BEHIND me watching this two-hour futurist fantasy actioner set somewhere within a galaxy, presumably ours, were three young men who looked as if they might be fans of films from the same conglomerate that made the film, Marvel, which has read the tea leaves about where to make big money from moving images as well as printed pages of cartoon frames. Shazam (Billy Batson’s magic word to morph him into Captain Marvel back in the day.)
As the film dug its heels into a plot about a bad guy’s ambition to rule the known galaxy by getting possession of a powerful orb, giggles from behind me developed into frequent laughter. Director and co-writer (with Nicole Perlman) James Gunn’s film is funny both ha-ha and peculiar. The ha-ha is a welcome change from most other movies in the spectacular mindless genre.

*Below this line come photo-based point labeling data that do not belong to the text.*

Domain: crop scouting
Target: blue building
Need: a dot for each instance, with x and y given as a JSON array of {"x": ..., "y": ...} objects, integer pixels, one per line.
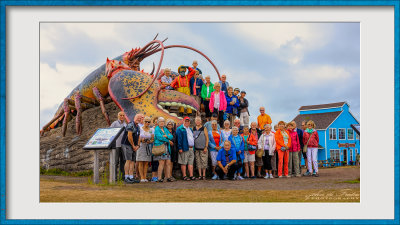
[{"x": 335, "y": 125}]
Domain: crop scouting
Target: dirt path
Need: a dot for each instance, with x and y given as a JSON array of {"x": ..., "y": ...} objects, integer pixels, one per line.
[{"x": 331, "y": 178}]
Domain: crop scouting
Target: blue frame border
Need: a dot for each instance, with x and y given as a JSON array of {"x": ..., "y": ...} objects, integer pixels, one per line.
[{"x": 5, "y": 3}]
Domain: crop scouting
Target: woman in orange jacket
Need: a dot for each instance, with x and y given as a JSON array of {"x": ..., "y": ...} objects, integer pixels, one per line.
[{"x": 283, "y": 143}]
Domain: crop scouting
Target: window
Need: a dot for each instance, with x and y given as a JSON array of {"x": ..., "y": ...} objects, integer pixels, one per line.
[
  {"x": 335, "y": 154},
  {"x": 350, "y": 134},
  {"x": 342, "y": 134},
  {"x": 351, "y": 155},
  {"x": 332, "y": 134}
]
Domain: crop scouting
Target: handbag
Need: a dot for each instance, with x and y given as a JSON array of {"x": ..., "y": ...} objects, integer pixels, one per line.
[
  {"x": 260, "y": 152},
  {"x": 305, "y": 146},
  {"x": 160, "y": 149}
]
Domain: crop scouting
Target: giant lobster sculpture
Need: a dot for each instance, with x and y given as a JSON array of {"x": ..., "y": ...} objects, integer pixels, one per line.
[{"x": 132, "y": 90}]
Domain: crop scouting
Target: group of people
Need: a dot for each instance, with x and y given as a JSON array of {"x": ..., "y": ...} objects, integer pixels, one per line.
[
  {"x": 236, "y": 152},
  {"x": 234, "y": 148}
]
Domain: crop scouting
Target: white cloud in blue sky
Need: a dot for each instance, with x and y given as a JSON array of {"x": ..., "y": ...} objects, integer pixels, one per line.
[{"x": 282, "y": 66}]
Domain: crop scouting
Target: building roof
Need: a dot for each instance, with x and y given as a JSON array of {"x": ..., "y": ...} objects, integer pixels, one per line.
[
  {"x": 321, "y": 120},
  {"x": 356, "y": 128},
  {"x": 322, "y": 106}
]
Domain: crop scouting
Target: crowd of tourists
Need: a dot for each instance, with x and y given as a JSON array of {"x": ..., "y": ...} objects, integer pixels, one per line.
[{"x": 227, "y": 146}]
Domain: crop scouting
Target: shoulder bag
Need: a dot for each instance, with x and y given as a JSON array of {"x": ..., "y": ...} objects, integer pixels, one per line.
[
  {"x": 160, "y": 149},
  {"x": 305, "y": 146}
]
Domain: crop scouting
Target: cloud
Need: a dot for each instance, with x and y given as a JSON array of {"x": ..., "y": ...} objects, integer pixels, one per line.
[
  {"x": 57, "y": 83},
  {"x": 287, "y": 41},
  {"x": 318, "y": 74}
]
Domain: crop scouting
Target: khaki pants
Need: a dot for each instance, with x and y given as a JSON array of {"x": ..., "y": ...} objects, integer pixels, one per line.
[
  {"x": 294, "y": 163},
  {"x": 184, "y": 90}
]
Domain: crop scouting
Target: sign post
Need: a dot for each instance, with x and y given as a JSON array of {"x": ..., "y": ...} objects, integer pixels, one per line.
[{"x": 103, "y": 139}]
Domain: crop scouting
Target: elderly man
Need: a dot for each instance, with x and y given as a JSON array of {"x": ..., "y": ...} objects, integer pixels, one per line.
[
  {"x": 195, "y": 87},
  {"x": 185, "y": 139},
  {"x": 263, "y": 119},
  {"x": 119, "y": 158},
  {"x": 244, "y": 114},
  {"x": 208, "y": 125},
  {"x": 300, "y": 134},
  {"x": 181, "y": 84},
  {"x": 224, "y": 84},
  {"x": 226, "y": 160},
  {"x": 166, "y": 80},
  {"x": 130, "y": 146}
]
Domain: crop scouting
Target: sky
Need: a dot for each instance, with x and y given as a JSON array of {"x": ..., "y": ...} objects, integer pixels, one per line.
[{"x": 281, "y": 66}]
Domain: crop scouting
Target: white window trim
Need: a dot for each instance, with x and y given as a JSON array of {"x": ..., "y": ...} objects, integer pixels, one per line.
[
  {"x": 334, "y": 150},
  {"x": 344, "y": 133},
  {"x": 351, "y": 155},
  {"x": 348, "y": 133},
  {"x": 332, "y": 132}
]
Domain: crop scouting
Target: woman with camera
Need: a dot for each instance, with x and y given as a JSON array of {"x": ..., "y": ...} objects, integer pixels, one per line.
[{"x": 143, "y": 154}]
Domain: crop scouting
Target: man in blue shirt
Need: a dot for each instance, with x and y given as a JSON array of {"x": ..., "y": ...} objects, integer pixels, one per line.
[
  {"x": 195, "y": 87},
  {"x": 226, "y": 160},
  {"x": 224, "y": 84}
]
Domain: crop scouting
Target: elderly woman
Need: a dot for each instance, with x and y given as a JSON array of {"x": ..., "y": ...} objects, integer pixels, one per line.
[
  {"x": 238, "y": 145},
  {"x": 232, "y": 104},
  {"x": 268, "y": 144},
  {"x": 311, "y": 139},
  {"x": 257, "y": 133},
  {"x": 174, "y": 151},
  {"x": 206, "y": 91},
  {"x": 143, "y": 154},
  {"x": 154, "y": 162},
  {"x": 294, "y": 151},
  {"x": 200, "y": 135},
  {"x": 214, "y": 145},
  {"x": 283, "y": 143},
  {"x": 166, "y": 80},
  {"x": 226, "y": 132},
  {"x": 218, "y": 103},
  {"x": 253, "y": 142},
  {"x": 163, "y": 137}
]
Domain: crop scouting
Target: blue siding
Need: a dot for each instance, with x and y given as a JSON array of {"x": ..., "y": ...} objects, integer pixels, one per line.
[
  {"x": 344, "y": 120},
  {"x": 321, "y": 111}
]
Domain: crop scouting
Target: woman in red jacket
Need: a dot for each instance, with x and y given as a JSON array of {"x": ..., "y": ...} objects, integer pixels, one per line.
[
  {"x": 294, "y": 151},
  {"x": 310, "y": 136},
  {"x": 283, "y": 144}
]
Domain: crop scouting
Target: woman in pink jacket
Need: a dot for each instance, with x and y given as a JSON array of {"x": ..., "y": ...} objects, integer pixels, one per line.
[
  {"x": 312, "y": 147},
  {"x": 218, "y": 103},
  {"x": 294, "y": 151}
]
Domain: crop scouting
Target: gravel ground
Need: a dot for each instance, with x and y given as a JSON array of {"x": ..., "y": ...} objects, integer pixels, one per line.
[{"x": 330, "y": 178}]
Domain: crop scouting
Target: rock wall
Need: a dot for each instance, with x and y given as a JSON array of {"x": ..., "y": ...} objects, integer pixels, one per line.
[{"x": 66, "y": 152}]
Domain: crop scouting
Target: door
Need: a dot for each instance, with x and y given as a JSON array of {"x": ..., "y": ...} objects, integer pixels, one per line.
[{"x": 345, "y": 155}]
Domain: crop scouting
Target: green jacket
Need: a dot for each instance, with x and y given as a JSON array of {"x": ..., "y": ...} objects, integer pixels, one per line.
[{"x": 204, "y": 91}]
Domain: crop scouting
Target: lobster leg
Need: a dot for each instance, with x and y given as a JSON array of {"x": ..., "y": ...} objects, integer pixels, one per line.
[
  {"x": 78, "y": 117},
  {"x": 100, "y": 99},
  {"x": 66, "y": 115}
]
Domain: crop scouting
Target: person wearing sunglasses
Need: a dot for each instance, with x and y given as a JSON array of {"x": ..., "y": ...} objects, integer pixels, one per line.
[
  {"x": 185, "y": 139},
  {"x": 226, "y": 160},
  {"x": 143, "y": 154}
]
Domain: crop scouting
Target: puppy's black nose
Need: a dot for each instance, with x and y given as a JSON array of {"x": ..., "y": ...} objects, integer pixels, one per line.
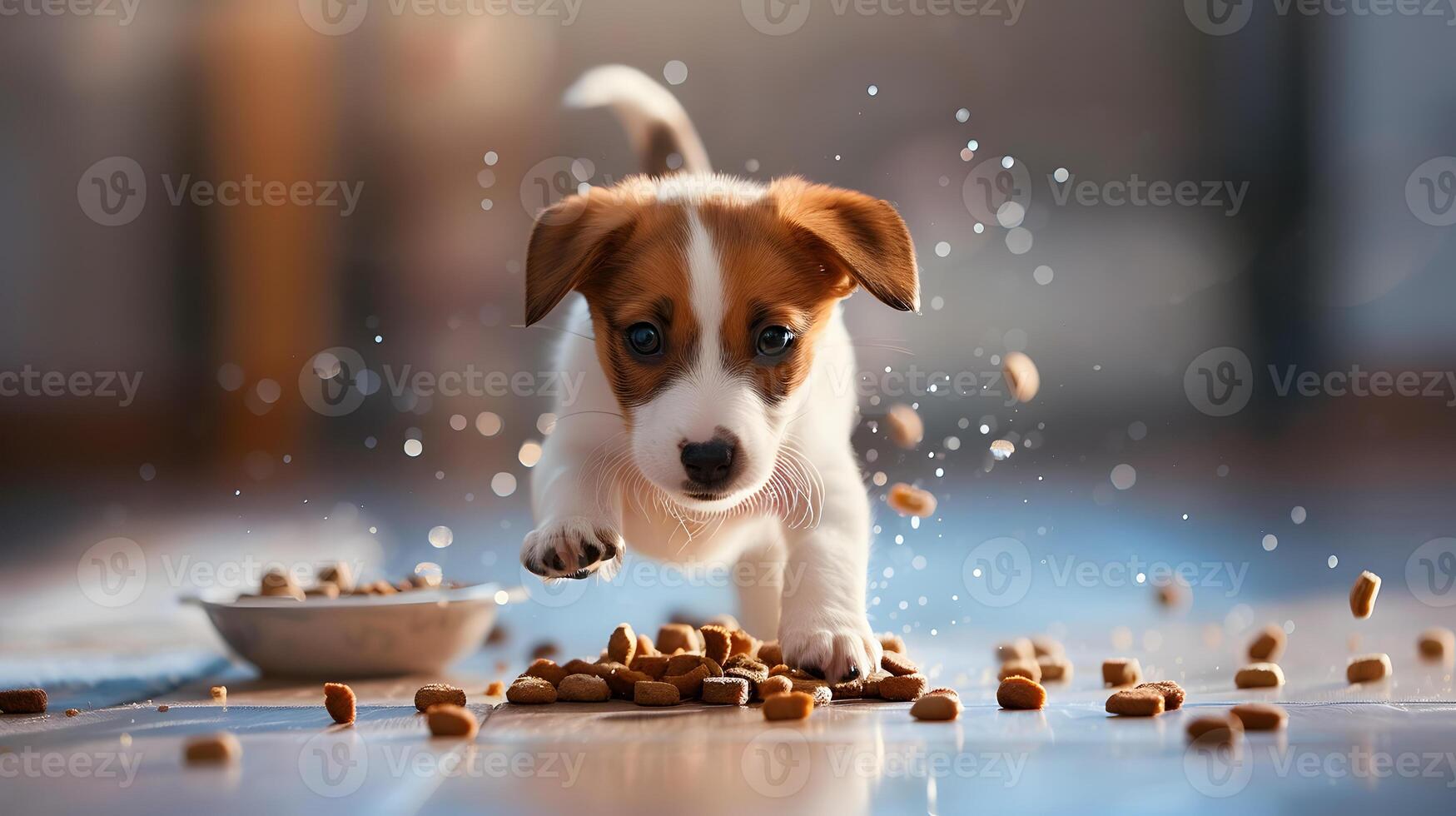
[{"x": 708, "y": 462}]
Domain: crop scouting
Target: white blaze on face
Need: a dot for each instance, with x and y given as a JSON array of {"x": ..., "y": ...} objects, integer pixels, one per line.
[{"x": 705, "y": 398}]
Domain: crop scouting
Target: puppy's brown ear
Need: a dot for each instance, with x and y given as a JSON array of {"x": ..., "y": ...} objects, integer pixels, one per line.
[
  {"x": 568, "y": 242},
  {"x": 862, "y": 235}
]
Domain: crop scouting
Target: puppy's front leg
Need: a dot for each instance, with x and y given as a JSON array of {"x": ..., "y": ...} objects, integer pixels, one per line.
[
  {"x": 823, "y": 627},
  {"x": 577, "y": 500}
]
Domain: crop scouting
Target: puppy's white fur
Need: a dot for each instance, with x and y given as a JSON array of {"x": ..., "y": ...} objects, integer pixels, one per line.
[{"x": 798, "y": 518}]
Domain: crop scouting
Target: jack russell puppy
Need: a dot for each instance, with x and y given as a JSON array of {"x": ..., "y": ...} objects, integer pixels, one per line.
[{"x": 715, "y": 415}]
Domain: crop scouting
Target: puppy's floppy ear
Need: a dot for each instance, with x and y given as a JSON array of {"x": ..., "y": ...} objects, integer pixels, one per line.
[
  {"x": 864, "y": 236},
  {"x": 568, "y": 242}
]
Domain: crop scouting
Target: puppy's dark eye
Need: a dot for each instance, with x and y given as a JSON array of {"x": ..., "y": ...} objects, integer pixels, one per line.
[
  {"x": 644, "y": 340},
  {"x": 775, "y": 341}
]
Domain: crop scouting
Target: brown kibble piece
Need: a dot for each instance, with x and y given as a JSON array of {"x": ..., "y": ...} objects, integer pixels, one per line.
[
  {"x": 530, "y": 691},
  {"x": 1260, "y": 716},
  {"x": 624, "y": 681},
  {"x": 22, "y": 701},
  {"x": 905, "y": 425},
  {"x": 938, "y": 707},
  {"x": 435, "y": 694},
  {"x": 683, "y": 664},
  {"x": 777, "y": 684},
  {"x": 689, "y": 685},
  {"x": 653, "y": 693},
  {"x": 902, "y": 687},
  {"x": 1121, "y": 672},
  {"x": 340, "y": 575},
  {"x": 1028, "y": 669},
  {"x": 676, "y": 635},
  {"x": 1368, "y": 668},
  {"x": 1260, "y": 675},
  {"x": 789, "y": 705},
  {"x": 1438, "y": 643},
  {"x": 1021, "y": 694},
  {"x": 897, "y": 664},
  {"x": 340, "y": 703},
  {"x": 910, "y": 500},
  {"x": 1172, "y": 694},
  {"x": 725, "y": 691},
  {"x": 583, "y": 688},
  {"x": 1021, "y": 376},
  {"x": 1055, "y": 668},
  {"x": 211, "y": 749},
  {"x": 1136, "y": 703},
  {"x": 1225, "y": 729},
  {"x": 548, "y": 670},
  {"x": 622, "y": 644},
  {"x": 771, "y": 653},
  {"x": 1269, "y": 644},
  {"x": 447, "y": 720},
  {"x": 1362, "y": 595},
  {"x": 717, "y": 643}
]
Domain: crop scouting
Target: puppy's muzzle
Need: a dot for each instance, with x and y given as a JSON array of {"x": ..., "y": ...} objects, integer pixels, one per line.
[{"x": 711, "y": 465}]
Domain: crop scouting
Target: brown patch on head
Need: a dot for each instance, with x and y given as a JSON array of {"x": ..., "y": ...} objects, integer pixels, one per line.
[
  {"x": 787, "y": 261},
  {"x": 628, "y": 256}
]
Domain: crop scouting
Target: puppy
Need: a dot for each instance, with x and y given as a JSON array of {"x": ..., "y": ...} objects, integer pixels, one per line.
[{"x": 715, "y": 415}]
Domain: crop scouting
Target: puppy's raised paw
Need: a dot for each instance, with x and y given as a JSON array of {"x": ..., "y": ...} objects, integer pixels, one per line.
[
  {"x": 836, "y": 647},
  {"x": 571, "y": 548}
]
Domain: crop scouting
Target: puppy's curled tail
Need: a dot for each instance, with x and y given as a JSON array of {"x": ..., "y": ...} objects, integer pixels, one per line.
[{"x": 655, "y": 122}]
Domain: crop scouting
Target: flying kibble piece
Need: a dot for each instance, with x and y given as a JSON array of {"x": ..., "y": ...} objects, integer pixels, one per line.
[
  {"x": 1368, "y": 668},
  {"x": 1021, "y": 376},
  {"x": 1362, "y": 595},
  {"x": 910, "y": 500},
  {"x": 905, "y": 425}
]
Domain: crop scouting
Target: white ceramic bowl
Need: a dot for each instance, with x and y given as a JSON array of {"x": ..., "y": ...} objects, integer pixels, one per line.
[{"x": 418, "y": 631}]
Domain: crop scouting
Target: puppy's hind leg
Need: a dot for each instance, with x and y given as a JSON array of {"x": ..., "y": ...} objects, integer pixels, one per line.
[{"x": 759, "y": 579}]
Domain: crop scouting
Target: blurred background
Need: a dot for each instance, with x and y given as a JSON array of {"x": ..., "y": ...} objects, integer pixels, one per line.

I took comfort from this. I too was laughing internally at a film that’s noisy, violent, big on design of the toys with which tyrants fight battles, low on intelligent dialogue for a second-level cast to growl, shriek or otherwise utter as they get ready for the next conflict sequence.
I can’t tell you how it all works out. About 10 minutes before the final credits, another young man just in front of me suffered an epileptic seizure, causing management to stop the film and clear the cinema. I doubt that many of a small audience felt deprived.